Dropout: A Simple Way to Prevent Neural Networks from Overfitting

Motivation(s)

Deep neural networks contain multiple non-linear hidden layers to learn complicated mappings between their inputs and outputs. Due to their large number of parameters, they need huge amounts of training data to avoid overfitting to the sampling noise.

To avoid overfitting, several strategies have been proposed such as stopping the training as soon as performance on a validation set starts to get worse, introducing weight penalties, and soft weight sharing [Pre98]. For instance, let \(E_v(t)\) be the corresponding error on the validation set at epoch \(t\) and \(E_o(t) = \min_{t' \leq t} E_v(t')\). When the generalization loss \(L_G(t) = 100 \left( E_v(t) / E_o(t) - 1 \right)\) exceeds a certain threshold, the training should stop.

The (Bayesian) golden standard is to average the predictions of all possible settings of the parameters, weighting each setting by its posterior probability given the training data.
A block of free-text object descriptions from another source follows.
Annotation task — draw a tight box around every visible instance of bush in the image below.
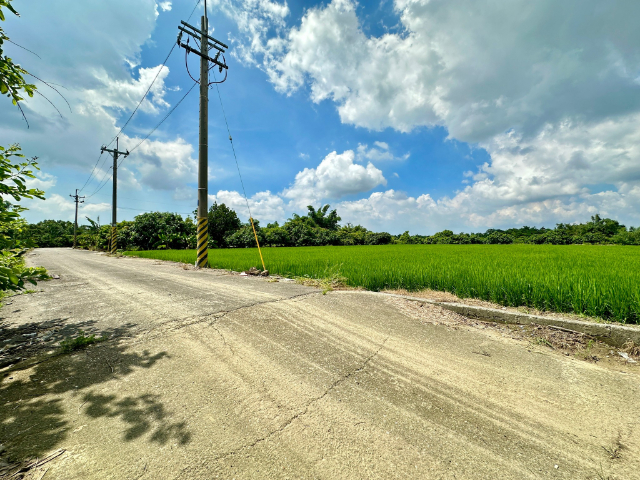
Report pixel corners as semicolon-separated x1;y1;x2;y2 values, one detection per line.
365;232;392;245
486;232;513;245
0;249;48;293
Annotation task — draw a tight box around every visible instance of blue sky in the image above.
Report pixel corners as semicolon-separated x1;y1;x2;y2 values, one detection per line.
3;0;640;234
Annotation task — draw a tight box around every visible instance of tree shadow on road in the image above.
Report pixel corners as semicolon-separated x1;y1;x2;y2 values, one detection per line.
0;319;191;470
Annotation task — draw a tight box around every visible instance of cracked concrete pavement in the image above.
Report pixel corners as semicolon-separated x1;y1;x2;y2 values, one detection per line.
1;248;639;479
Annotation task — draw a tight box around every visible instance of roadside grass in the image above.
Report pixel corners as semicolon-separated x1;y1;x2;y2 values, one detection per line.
592;464;617;480
0;288;40;308
531;337;554;349
59;331;106;354
602;436;624;460
294;263;348;294
124;245;640;324
575;339;599;361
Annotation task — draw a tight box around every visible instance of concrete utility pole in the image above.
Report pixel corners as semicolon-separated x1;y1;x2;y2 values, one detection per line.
177;3;229;268
101;137;129;254
69;189;85;248
197;14;209;269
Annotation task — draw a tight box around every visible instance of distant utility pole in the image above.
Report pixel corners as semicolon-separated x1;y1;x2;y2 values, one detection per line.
177;2;229;268
101;137;129;254
69;189;85;248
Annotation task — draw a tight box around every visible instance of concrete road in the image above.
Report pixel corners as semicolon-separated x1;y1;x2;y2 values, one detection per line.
1;248;639;479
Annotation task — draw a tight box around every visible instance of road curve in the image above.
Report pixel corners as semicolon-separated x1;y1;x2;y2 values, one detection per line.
0;248;638;479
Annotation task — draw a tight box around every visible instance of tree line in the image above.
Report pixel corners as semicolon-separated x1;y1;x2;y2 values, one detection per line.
20;205;640;250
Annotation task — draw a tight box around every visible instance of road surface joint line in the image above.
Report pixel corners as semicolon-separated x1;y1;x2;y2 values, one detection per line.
93;291;323;347
185;335;390;471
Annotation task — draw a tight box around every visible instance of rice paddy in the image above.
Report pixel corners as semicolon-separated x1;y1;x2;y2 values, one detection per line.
124;245;640;324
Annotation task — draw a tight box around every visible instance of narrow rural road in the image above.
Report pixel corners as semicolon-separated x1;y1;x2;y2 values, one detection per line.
1;248;639;479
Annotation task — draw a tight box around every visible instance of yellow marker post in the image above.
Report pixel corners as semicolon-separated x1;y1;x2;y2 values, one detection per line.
250;217;266;271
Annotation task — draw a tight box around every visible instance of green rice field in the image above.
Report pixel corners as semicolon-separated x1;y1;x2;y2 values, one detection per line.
124;245;640;324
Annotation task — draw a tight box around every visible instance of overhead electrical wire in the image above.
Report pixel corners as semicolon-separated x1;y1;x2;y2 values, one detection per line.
103;44;177;151
185;38;228;85
187;0;202;22
83;201;193;216
79;151;107;193
85;167;112;199
211;71;251;219
79;0;203;194
85;82;198;199
125;81;198;158
90;193;195;209
210;68;266;271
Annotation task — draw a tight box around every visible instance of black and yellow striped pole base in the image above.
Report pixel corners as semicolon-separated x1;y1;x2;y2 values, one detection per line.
196;216;208;268
110;226;117;254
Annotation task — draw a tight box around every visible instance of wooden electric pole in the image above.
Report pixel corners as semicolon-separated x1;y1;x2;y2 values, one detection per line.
177;2;228;268
69;189;85;248
101;137;129;254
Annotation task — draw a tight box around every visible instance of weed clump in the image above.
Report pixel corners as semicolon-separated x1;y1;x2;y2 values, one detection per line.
59;331;105;353
295;264;347;294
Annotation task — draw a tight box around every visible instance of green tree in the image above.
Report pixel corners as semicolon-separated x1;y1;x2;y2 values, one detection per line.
0;144;48;292
262;223;290;247
0;144;45;248
130;212;191;250
81;217;102;250
207;202;241;248
225;220;265;248
486;232;514;245
364;231;391;245
338;224;368;245
396;231;418;244
22;219;74;247
307;205;341;230
586;214;625;237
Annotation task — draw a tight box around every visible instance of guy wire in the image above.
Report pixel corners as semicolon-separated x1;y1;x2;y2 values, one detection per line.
212;73;251;219
212;71;266;270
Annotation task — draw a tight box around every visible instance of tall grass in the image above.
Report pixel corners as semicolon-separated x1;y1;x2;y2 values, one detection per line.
125;245;640;324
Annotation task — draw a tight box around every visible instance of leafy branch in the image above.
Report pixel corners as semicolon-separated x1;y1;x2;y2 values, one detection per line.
1;0;71;127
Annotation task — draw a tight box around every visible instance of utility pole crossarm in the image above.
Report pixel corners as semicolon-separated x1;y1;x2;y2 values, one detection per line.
177;41;228;70
176;18;229;72
177;26;226;53
179;20;229;48
101;146;129;157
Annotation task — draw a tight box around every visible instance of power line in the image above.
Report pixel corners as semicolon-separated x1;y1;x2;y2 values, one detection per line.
79;0;202;193
80;44;175;193
211;71;252;219
125;81;198;157
85;82;198;199
104;44;177;151
85;166;113;198
90;192;194;208
79;150;106;193
187;0;202;22
117;206;194;215
83;201;193;216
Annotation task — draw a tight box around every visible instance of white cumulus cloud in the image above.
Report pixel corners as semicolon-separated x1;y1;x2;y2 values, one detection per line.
210;190;286;224
217;0;640;229
282;150;386;208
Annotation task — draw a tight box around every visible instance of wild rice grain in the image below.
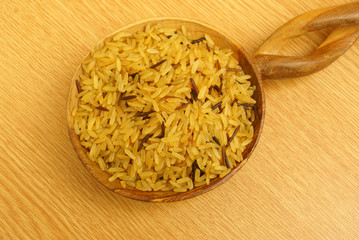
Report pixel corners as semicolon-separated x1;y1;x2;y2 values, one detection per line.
191;37;206;44
190;78;199;97
212;136;221;146
212;101;223;111
120;95;137;100
221;146;230;168
253;105;259;121
135;110;155;117
191;89;198;102
75;79;82;93
226;125;240;148
137;134;153;152
237;103;255;109
96;106;109;111
155;122;165;138
175;102;190;110
150;59;167;69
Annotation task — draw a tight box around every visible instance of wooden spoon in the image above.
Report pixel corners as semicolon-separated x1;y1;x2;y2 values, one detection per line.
67;3;359;202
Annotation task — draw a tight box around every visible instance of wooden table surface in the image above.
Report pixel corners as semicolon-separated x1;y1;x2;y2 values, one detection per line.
1;0;358;239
Clearly this requires too much computation, so researchers often settle for ensemble methods. However, ensemble methods are merely stop-gaps since large networks are just as costly to evaluate.

One recent idea to reduce overfitting is to regularize a neural network with noise. This has been successfully applied in the context of Denoising Autoencoders where noise is added to the input units of an autoencoder and the network is trained to reconstruct the noise-free input.

Proposed Solution(s)

The authors propose dropout as a way to prevent overfitting and approximately combine exponentially many different neural network architectures efficiently. For each training example, dropout temporarily changes the topology of the network: each (visible or hidden) unit of a layer’s output is kept with probability \(p\); it is set to zero otherwise.

Note that a neural net with \(n\) units can be seen as a collection of \(2^n\) possible thinned neural networks. These networks all share weights so that the total number of parameters is still \(\mathcal{O}(n^2)\). Applying dropout to a neural network amounts to sampling a thinned network from it.

At test time, the entire neural net without dropout is used, but the weights are scaled. If a unit is retained with probability \(p\) during training, the outgoing weights of that unit are multiplied by \(p\) at test time. An equivalent approach to achieve the same effect without test time modifications is to scale up the retained activations by multiplying \(\frac{1}{p}\) at training time. This can be viewed as an equally-weighted averaging of exponentially many models with shared weights.

Evaluation(s)

The authors augment the existing feed-forward operation with Bernoulli random variables. All the existing tricks (e.g. momentum, annealed learning rates, weight decay, pretraining) for training a neural network are used. They noted that using a max-norm regularization on the incoming weight vector at each hidden unit improved SGD.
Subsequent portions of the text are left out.